自動ハイスループット LC-MS に注目した、マイクロバイオリアクターサンプル中のモノクローナル抗体のペプチドマッピング

要約

細胞株の選択とバイオプロセスの最適化を促進するために、低容量および低濃度のマイクロバイオリアクターサンプル用に、自動ハイスループット（HT）サンプル前処理メソッドおよび重要品質特性（CQA）ペプチド測定用の高速 LC-MS ペプチドマッピングが開発されました。このメソッドでは、Andrew+™ の自動化機能を使用して、中和したプロテイン A アフィニティークロマトグラフィー溶出バッファーに含まれる 1 mg/mL のモノクローナル抗体（mAb）サンプル 30 µL をバッファー交換し、トリプシン消化しました。得られたペプチドを、ACQUITY™ Premier Peptide CSH™ C₁₈ カラムで分離し、BioAccord™ LC-MS システムで検出しました。N-グリコシル化ペプチド、脱アミド化ペプチド、酸化ペプチドなど選択した CQA ペプチドについて、有効な分析が実証されました。48 のサンプルの自動前処理には 3.5 時間かかり、消化時間は 2 時間、LC-MS 分析時間は 1 サンプルあたり 10 分でした。プロテイン A 精製済み mAb に加えて、このメソッドは、タンパク質量が少ない他のサンプル分析にも適用できます。

アプリケーションのメリット

30 µg の mAb からの CQA ペプチドの相対的定量では、低濃度でも一貫した結果を実現
Andrew+ ロボットプラットホームと自己消化耐性の高い新製品トリプシン（RapiZyme™ トリプシン）を使用したトリプシン自動消化プロトコル
ESI-ToF BioAccord LC-MS を用いた CQA ペプチドのハイスループット（HT）LC-MS 分析および waters_connect™ Peptide MAM アプリケーションソフトウェアを用いた自動データ分析

はじめに

モノクローナル抗体（mAb）などの組換えタンパク質のバイオ医薬品は、長年にわたって患者に恩恵をもたらしてきました。組換えタンパク質の開発および製造にはコストがかかる場合が多く、高品質の生成物を製造するための効率的なプロセス開発における潜在的なボトルネックの 1 つは、宿主細胞株の選抜とバイオプロセスの最適化です。細胞株の選抜とプロセスの最適化のタイムラインを短縮するために、プロセス開発の初期にマイクロバイオリアクターが使用されています¹。バイオシミラーの製造に関する規制当局の要求もあり、ここ数年は細胞株の選抜基準に製品の品質が含まれるようになりました。マイクロバイオリアクターには、大規模バイオリアクターの製造条件に近づけることができるという利点がありますが、マイクロバイオリアクターから抽出されるサンプルの量により、分析が制限されることがあります。別の課題は、部位特異的修飾などのサンプルの CQA の分析には、通常 LC-UV または LC-MS によるペプチドマッピングが含まれるため、手間がかかり、スループットが低下する点が挙げられます。
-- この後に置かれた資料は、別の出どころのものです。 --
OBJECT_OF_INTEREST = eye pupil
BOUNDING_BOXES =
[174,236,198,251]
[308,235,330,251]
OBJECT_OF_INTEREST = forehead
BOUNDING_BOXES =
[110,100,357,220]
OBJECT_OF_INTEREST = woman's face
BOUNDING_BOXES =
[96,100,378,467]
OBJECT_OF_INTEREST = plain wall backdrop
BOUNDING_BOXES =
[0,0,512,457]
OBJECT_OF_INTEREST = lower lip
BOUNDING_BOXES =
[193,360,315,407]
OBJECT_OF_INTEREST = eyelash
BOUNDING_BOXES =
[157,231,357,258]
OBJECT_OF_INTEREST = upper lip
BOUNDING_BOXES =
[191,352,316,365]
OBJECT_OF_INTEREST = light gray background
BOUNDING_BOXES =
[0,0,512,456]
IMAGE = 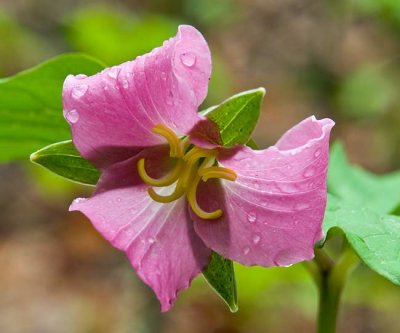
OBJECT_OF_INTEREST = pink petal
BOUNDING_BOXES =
[63,26,211,167]
[191,117,334,266]
[70,147,210,311]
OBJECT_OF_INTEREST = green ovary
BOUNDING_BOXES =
[138,124,236,219]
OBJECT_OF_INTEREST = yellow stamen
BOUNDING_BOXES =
[137,124,237,220]
[138,158,184,187]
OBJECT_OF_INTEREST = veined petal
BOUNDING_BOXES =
[191,117,334,267]
[70,147,210,311]
[63,26,211,167]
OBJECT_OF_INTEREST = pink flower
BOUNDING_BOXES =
[63,26,334,311]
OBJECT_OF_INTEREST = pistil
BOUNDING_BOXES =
[138,124,236,219]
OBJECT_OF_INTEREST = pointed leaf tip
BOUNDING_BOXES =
[206,87,266,147]
[30,140,100,185]
[203,252,239,312]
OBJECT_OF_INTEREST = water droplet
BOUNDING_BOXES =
[107,67,119,79]
[122,80,129,89]
[247,213,257,223]
[74,198,87,204]
[166,91,174,106]
[294,202,310,210]
[303,167,315,178]
[314,148,321,157]
[65,109,79,124]
[181,52,196,67]
[253,235,261,245]
[71,84,89,99]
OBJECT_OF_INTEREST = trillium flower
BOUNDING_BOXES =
[63,26,333,311]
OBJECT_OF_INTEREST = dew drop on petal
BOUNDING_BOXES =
[65,109,79,124]
[247,213,257,223]
[107,67,118,79]
[303,167,315,178]
[253,234,261,245]
[122,80,129,89]
[71,84,89,99]
[294,202,310,210]
[166,91,174,106]
[73,198,87,204]
[181,52,196,68]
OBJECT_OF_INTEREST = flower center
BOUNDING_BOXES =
[138,124,236,219]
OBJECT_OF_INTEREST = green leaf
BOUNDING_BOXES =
[324,195,400,285]
[205,88,265,147]
[201,88,265,312]
[31,140,100,185]
[0,54,104,162]
[328,143,400,214]
[203,252,239,312]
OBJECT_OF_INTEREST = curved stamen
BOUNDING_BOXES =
[137,124,237,220]
[137,158,184,187]
[186,175,222,220]
[152,124,183,157]
[199,167,237,182]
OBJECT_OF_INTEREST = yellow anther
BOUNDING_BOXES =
[138,158,184,187]
[137,124,237,220]
[152,124,183,157]
[186,175,222,220]
[199,167,237,182]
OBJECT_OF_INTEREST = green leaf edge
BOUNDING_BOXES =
[203,251,239,313]
[30,140,100,186]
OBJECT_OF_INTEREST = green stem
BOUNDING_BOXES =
[306,247,359,333]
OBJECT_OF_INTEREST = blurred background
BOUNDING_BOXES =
[0,0,400,333]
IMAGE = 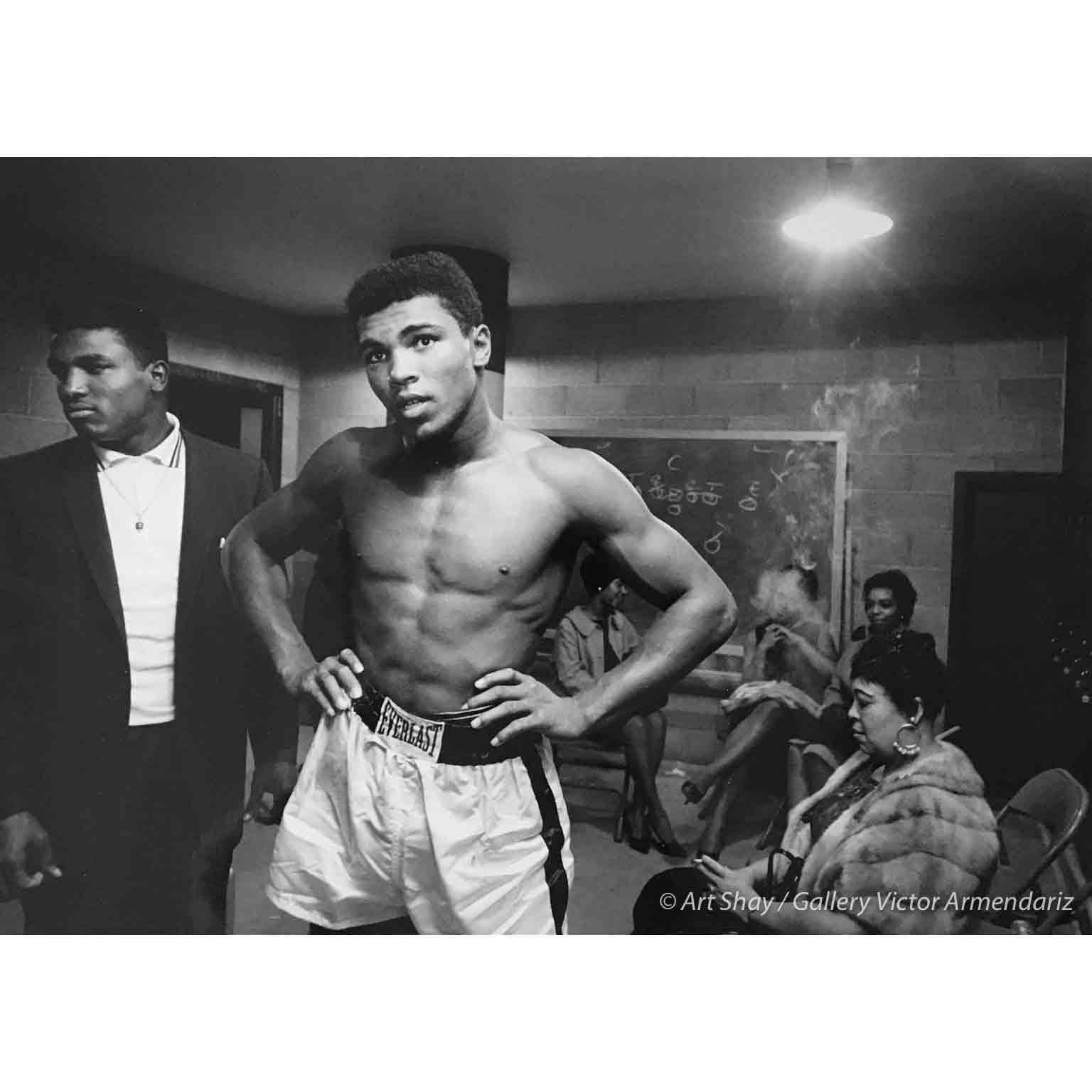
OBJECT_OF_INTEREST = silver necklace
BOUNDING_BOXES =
[95,429,183,530]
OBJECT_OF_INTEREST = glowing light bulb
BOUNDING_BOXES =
[781,198,894,252]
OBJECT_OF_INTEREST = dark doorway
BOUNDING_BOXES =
[948,472,1074,795]
[169,363,284,488]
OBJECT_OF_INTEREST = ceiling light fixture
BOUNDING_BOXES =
[781,159,894,253]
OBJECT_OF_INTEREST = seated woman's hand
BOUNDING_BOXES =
[768,682,823,719]
[695,854,758,899]
[721,681,776,713]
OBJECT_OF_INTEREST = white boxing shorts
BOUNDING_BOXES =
[267,688,573,933]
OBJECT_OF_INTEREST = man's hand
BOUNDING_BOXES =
[242,760,298,827]
[463,667,591,747]
[766,621,806,646]
[0,811,61,902]
[284,648,363,717]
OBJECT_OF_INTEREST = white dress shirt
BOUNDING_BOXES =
[95,414,186,725]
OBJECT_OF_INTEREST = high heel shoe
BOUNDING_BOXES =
[648,827,688,857]
[623,808,651,853]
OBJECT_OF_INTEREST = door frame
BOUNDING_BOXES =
[167,360,284,489]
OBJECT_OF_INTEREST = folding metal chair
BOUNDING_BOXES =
[554,739,632,842]
[988,769,1088,921]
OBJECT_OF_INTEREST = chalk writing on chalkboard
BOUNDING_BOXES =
[550,432,845,633]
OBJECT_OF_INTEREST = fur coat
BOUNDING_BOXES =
[782,742,998,933]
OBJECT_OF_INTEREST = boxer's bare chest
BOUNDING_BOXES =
[344,460,567,597]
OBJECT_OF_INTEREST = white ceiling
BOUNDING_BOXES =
[0,159,1092,314]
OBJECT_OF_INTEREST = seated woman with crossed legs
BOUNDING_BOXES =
[554,554,686,857]
[633,632,999,933]
[786,569,943,807]
[670,564,837,857]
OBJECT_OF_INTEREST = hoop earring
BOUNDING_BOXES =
[894,722,921,758]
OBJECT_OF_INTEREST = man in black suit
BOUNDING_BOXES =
[0,307,296,933]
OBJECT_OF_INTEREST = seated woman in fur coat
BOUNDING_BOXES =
[634,639,998,933]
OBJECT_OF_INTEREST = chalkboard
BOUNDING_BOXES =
[548,429,846,641]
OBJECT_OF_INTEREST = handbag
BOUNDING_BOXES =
[764,847,803,902]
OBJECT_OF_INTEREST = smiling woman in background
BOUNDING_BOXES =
[633,633,998,933]
[786,569,943,807]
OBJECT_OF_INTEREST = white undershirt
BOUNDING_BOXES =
[95,414,186,725]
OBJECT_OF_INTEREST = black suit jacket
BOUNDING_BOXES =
[0,432,297,867]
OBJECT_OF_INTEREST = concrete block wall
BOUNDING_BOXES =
[505,316,1066,654]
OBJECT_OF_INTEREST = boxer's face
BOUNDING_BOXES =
[357,296,489,440]
[47,328,166,450]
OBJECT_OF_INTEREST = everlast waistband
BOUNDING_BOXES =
[353,681,534,766]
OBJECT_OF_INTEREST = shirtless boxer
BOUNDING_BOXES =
[224,253,736,933]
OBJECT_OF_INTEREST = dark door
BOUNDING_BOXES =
[948,473,1072,796]
[168,363,284,487]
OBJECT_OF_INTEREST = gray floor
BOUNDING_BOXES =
[235,776,776,935]
[0,764,774,935]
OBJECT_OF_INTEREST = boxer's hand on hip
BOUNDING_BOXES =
[285,648,363,717]
[0,811,61,902]
[463,667,591,747]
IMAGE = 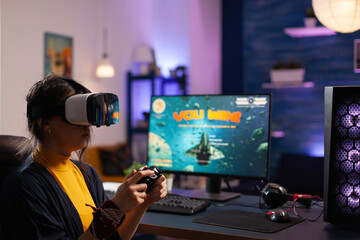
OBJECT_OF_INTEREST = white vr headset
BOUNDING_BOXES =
[27,93,119,127]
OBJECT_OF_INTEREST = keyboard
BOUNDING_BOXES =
[148,194,211,215]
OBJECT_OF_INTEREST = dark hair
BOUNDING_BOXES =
[26,74,91,161]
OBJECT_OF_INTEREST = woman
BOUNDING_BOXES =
[1,75,167,239]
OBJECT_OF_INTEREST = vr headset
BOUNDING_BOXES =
[65,93,119,127]
[27,93,119,127]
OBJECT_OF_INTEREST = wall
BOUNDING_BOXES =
[223,0,360,178]
[0,0,221,144]
[0,0,101,139]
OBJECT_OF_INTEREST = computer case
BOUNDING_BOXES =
[324,86,360,225]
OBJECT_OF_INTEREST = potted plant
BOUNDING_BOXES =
[304,7,316,28]
[270,61,305,84]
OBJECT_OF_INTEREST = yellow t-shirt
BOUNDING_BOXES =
[32,145,95,231]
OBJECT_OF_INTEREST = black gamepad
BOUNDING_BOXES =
[137,166,162,193]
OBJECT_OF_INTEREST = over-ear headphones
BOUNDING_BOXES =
[261,183,311,208]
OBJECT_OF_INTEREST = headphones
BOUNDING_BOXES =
[261,183,312,208]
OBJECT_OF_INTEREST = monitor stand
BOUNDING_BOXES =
[176,177,241,202]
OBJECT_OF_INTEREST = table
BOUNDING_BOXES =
[137,190,360,240]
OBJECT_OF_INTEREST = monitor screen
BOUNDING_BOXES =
[148,94,271,179]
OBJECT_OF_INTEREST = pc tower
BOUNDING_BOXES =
[324,86,360,225]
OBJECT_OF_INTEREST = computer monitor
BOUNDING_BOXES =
[148,94,271,201]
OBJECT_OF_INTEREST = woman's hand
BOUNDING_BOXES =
[112,169,154,214]
[144,175,167,205]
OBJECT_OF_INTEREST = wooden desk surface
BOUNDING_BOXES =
[137,190,360,240]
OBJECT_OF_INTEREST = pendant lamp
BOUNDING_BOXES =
[312,0,360,33]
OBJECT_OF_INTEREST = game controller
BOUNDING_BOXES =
[137,166,162,193]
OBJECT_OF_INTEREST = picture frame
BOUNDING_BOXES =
[44,32,73,78]
[354,39,360,73]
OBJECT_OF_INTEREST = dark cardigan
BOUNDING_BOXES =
[0,156,120,240]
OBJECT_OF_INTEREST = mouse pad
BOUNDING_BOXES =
[193,210,304,233]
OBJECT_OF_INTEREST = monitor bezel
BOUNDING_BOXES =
[146,93,272,181]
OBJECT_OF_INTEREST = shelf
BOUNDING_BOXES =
[261,82,315,88]
[284,27,336,38]
[131,127,149,133]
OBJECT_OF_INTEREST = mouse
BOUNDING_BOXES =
[266,208,290,223]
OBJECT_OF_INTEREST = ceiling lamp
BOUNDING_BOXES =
[312,0,360,33]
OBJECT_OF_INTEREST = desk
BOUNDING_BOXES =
[137,190,360,240]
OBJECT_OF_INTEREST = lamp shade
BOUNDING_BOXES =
[312,0,360,33]
[134,46,154,63]
[96,54,115,78]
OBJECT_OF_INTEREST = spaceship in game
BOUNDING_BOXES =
[186,132,224,165]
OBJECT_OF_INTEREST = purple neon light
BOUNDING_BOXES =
[349,103,359,116]
[337,105,347,117]
[341,114,354,128]
[332,96,360,215]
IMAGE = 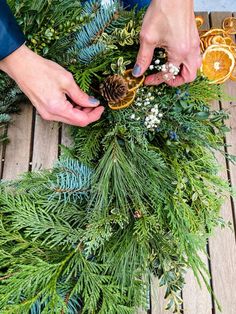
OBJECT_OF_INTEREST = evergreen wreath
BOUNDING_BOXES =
[0,0,233,314]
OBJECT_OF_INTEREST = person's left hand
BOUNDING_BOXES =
[133,0,201,86]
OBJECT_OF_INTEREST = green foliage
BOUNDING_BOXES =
[0,0,231,314]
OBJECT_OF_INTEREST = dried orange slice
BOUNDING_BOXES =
[201,28,227,37]
[200,45,235,84]
[108,91,136,110]
[195,15,204,28]
[230,65,236,81]
[223,17,236,35]
[200,40,205,53]
[211,35,226,45]
[124,69,145,92]
[229,44,236,59]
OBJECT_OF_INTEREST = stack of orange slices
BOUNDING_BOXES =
[196,16,236,84]
[108,69,145,110]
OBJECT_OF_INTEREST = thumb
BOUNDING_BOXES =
[66,81,99,107]
[132,41,155,77]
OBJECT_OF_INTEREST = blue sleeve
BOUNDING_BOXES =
[122,0,151,9]
[0,0,25,60]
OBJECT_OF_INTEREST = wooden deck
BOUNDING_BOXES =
[0,12,236,314]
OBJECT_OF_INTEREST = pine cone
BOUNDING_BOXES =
[99,74,128,103]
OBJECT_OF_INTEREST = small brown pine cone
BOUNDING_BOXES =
[99,74,128,103]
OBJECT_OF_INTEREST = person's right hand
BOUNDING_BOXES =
[133,0,201,86]
[0,45,104,127]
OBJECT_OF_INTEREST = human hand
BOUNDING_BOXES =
[0,45,104,127]
[133,0,201,86]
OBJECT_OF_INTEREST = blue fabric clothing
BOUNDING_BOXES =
[0,0,25,60]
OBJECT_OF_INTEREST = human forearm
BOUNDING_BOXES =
[0,0,25,60]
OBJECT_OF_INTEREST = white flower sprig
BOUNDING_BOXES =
[130,88,163,132]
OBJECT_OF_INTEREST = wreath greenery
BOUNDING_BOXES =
[0,0,233,314]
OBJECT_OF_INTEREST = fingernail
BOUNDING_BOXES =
[132,64,141,76]
[89,96,99,104]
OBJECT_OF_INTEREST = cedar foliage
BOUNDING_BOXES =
[0,0,233,314]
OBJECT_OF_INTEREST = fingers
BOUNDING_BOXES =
[144,62,181,85]
[38,100,104,127]
[144,56,201,87]
[65,74,99,107]
[132,41,155,77]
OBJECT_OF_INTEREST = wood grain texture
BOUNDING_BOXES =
[220,13,236,225]
[61,124,73,147]
[32,114,59,171]
[151,277,172,314]
[0,126,7,177]
[3,104,32,179]
[209,12,236,314]
[183,12,212,314]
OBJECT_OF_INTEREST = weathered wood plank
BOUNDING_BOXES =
[0,126,7,178]
[32,113,59,171]
[151,277,172,314]
[222,13,236,226]
[3,104,32,179]
[183,12,212,314]
[209,12,236,314]
[61,124,73,147]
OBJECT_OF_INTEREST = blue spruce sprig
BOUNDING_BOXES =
[70,1,119,64]
[50,158,92,202]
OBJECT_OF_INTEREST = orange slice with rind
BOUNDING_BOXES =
[201,28,228,37]
[223,16,236,35]
[123,69,145,92]
[200,45,235,84]
[195,15,204,28]
[211,35,228,45]
[230,65,236,81]
[108,90,136,110]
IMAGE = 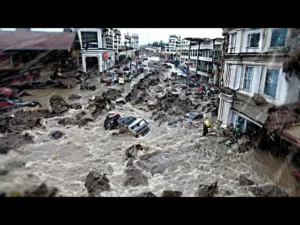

このアプリケーションノートでは、Andrew+ ロボット（Andrew Alliance™）を使用した自動手順により、最小限の手動操作で CQA ペプチドマッピングメソッドを実施し、細胞株の選抜と細胞培養の最適化を支援できることを実証しています（図 1）。ここで紹介するのは、選択した CQA ペプチドとその修飾形態の存在量をモニターするための、焦点またはターゲットを絞ったペプチドマッピングメソッドです。デモ目的で、30 µg の 1 mg/mL mAb（インフリキシマブ）サンプルを還元して、トリプシン消化した後、MS 検出を用いた 10 分間の逆相分離を使用して CQA ペプチドをモニターしました。このメソッドは、サンプル前処理手順の事前濃縮ステップにより、濃度 1 mg/mL 未満の mAb およびその他のタンパク質サンプルにも適用できます。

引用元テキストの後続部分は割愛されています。